Lujan, N. K., & Armbruster, J. W. (2012). Morphological and functional diversity of the mandible in suckermouth armored catfishes (Siluriformes: Loricariidae). Journal of Morphology, 273(1), 24-39.

Mantel, S. K., Salas, M., & Dudgeon, D. (2004). Foodweb structure in a tropical Asian forest stream. Journal of the North American Benthological Society, 23(4), 728-755.

Nithirojpakdee, P., Beamish, F. W. H., & Boonphakdee, T. (2014). Diet diversity among five co-existing fish species in a tropical river: integration of dietary and stable isotope data. Limnology, 15, 99-107.

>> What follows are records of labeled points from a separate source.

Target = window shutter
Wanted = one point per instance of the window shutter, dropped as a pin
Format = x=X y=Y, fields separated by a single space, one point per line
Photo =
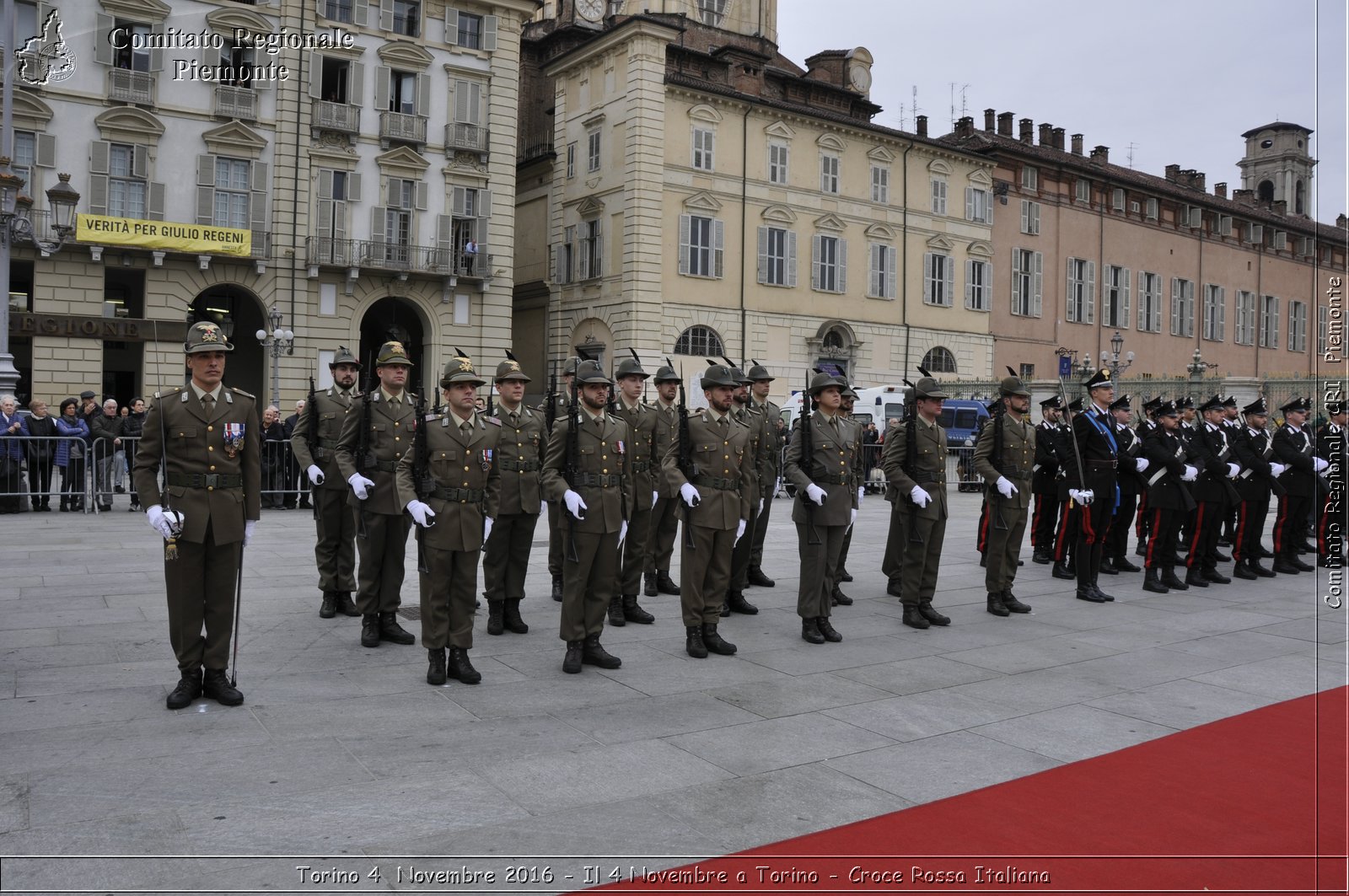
x=718 y=247
x=155 y=201
x=685 y=224
x=762 y=255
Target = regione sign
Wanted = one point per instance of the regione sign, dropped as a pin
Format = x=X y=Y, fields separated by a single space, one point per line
x=195 y=239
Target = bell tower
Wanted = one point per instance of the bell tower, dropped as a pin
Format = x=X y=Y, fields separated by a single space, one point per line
x=1278 y=165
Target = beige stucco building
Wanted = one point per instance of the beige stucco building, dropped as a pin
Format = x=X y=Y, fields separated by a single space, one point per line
x=362 y=173
x=687 y=190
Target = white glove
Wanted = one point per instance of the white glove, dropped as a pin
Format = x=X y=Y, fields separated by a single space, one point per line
x=361 y=486
x=422 y=513
x=166 y=523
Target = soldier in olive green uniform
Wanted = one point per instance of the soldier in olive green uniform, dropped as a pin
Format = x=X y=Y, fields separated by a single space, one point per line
x=594 y=517
x=1005 y=458
x=455 y=509
x=762 y=437
x=391 y=426
x=207 y=437
x=519 y=456
x=641 y=453
x=772 y=475
x=555 y=532
x=717 y=509
x=334 y=517
x=916 y=480
x=660 y=544
x=826 y=503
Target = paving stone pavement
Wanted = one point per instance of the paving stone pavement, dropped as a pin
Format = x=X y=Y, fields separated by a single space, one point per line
x=343 y=754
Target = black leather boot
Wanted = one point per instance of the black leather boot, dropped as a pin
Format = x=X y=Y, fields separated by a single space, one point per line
x=735 y=602
x=462 y=668
x=572 y=662
x=715 y=642
x=510 y=617
x=370 y=630
x=633 y=612
x=188 y=689
x=694 y=642
x=436 y=671
x=216 y=687
x=496 y=624
x=594 y=653
x=390 y=630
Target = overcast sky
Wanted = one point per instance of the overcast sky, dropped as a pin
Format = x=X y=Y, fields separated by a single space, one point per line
x=1180 y=80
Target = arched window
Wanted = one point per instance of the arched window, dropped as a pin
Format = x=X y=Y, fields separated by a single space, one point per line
x=699 y=341
x=939 y=361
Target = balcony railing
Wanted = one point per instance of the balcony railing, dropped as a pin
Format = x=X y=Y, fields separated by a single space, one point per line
x=398 y=126
x=132 y=87
x=236 y=103
x=470 y=138
x=336 y=116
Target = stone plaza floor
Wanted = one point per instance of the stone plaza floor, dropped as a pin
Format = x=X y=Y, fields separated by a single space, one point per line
x=343 y=754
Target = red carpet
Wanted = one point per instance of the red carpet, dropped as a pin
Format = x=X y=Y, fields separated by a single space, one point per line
x=1252 y=803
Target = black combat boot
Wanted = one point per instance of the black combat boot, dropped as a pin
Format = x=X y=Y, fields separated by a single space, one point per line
x=694 y=642
x=811 y=630
x=735 y=601
x=572 y=662
x=496 y=625
x=594 y=653
x=914 y=619
x=216 y=687
x=436 y=671
x=829 y=630
x=370 y=630
x=188 y=689
x=462 y=668
x=510 y=617
x=715 y=642
x=633 y=612
x=390 y=630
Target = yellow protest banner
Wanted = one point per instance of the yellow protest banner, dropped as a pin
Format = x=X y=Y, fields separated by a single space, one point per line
x=193 y=239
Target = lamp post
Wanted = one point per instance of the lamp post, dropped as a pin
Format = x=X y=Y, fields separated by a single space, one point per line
x=17 y=227
x=278 y=341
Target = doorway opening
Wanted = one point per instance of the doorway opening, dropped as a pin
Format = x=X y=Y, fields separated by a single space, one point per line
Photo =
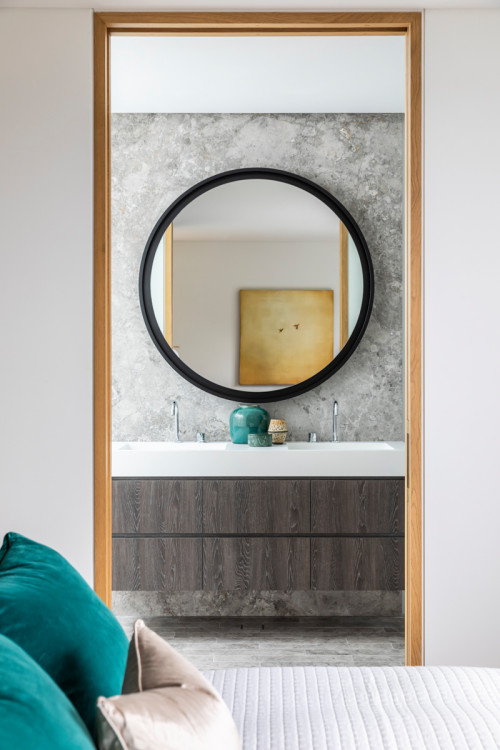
x=187 y=139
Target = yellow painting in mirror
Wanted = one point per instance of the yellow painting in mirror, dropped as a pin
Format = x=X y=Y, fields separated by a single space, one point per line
x=286 y=335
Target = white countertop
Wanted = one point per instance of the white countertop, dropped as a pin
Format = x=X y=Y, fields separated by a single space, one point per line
x=227 y=460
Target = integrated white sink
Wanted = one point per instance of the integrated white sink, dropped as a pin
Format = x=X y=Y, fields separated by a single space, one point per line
x=227 y=460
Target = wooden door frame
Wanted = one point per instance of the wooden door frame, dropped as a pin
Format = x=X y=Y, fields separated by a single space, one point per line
x=269 y=24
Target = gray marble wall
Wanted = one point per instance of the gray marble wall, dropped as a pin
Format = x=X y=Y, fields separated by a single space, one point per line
x=358 y=158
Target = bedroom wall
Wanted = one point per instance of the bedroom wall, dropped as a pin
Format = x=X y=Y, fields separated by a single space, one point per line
x=462 y=318
x=46 y=272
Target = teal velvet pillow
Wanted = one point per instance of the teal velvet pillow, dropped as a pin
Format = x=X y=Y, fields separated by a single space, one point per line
x=52 y=613
x=34 y=713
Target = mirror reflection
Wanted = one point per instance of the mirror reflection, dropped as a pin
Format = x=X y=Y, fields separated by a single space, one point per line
x=256 y=285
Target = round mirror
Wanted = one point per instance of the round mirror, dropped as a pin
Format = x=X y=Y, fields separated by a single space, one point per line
x=256 y=285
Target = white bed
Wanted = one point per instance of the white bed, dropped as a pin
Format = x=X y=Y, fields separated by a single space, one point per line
x=363 y=708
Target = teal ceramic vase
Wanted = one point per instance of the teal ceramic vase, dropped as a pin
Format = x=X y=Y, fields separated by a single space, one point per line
x=248 y=420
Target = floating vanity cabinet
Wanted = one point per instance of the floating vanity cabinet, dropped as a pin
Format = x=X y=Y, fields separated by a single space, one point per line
x=361 y=522
x=157 y=525
x=258 y=535
x=273 y=512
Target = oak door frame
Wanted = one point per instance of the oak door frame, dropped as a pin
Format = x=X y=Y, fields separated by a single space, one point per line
x=408 y=25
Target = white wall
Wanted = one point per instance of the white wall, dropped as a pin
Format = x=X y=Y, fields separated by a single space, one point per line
x=46 y=279
x=462 y=323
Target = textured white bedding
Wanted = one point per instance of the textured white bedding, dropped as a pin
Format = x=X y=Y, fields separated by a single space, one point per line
x=368 y=708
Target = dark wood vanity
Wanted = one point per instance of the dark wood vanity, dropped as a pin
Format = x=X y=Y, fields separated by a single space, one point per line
x=238 y=534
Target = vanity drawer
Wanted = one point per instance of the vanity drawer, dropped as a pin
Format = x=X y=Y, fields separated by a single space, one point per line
x=256 y=564
x=155 y=506
x=256 y=506
x=357 y=564
x=357 y=506
x=157 y=564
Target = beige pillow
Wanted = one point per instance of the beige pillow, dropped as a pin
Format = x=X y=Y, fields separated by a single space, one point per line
x=166 y=703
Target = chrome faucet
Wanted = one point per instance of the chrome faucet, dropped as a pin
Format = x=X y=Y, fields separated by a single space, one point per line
x=335 y=415
x=175 y=413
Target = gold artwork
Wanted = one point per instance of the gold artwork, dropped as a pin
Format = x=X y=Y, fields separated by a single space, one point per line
x=286 y=335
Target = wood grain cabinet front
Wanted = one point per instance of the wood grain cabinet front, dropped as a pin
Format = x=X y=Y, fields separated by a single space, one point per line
x=149 y=564
x=256 y=506
x=258 y=534
x=357 y=506
x=357 y=564
x=256 y=564
x=157 y=506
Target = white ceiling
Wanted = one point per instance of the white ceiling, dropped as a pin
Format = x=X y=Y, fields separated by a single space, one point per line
x=257 y=74
x=251 y=5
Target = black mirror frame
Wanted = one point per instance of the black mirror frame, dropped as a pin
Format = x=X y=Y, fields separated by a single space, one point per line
x=232 y=394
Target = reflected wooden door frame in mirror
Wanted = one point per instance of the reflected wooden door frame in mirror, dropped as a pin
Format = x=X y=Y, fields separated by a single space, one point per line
x=166 y=221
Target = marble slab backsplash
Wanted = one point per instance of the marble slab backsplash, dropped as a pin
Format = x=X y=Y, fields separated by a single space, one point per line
x=359 y=159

Randall, Z. S., Somarriba, G. A., Tongnunui, S., & Page, L. M. (2023). Review of the spotted lizard loaches, Pseudohomaloptera (Cypriniformes: Balitoridae) with a re‐description of Pseudohomaloptera sexmaculata and description of a new species from Sumatra. Journal of Fish Biology, 102(1), 225-240.

Shao, L., Lin, Y., Kuang, T., & Zhou, L. (2020). Characterization of the complete mitochondrial genome of Balitora ludongensis (Teleost: Balitoridae) and its phylogenetic analysis. Mitochondrial DNA Part B, 5(3), 2308-2309.

Wang, Y., Shen, Y., Feng, C., Zhao, K., Song, Z., Zhang, Y., … & He, S. (2016). Mitogenomic perspectives on the origin of Tibetan loaches and their adaptation to high altitude. Scientific reports, 6(1), 29690.

Willis, J., Burt de Perera, T., Newport, C., Poncelet, G., Sturrock, C. J., & Thomas, A. (2019). The structure and function of the sucker systems of hill stream loaches. bioRxiv, 851592.

Yang, Y. (2008). The ecology of a herbivorous fish (Pseudogastromyzon myersi: balitoridae) and its influence on benthic algal dynamics in four HongKong streams. HKU Theses Online (HKUTO).

Yang, G. Y., & Dudgeon, D. (2010). Dietary variation and food selection by an algivorous loach (Pseudogastromyzon myersi: Balitoridae) in Hong Kong streams. Marine and Freshwater Research, 61(1), 49-56.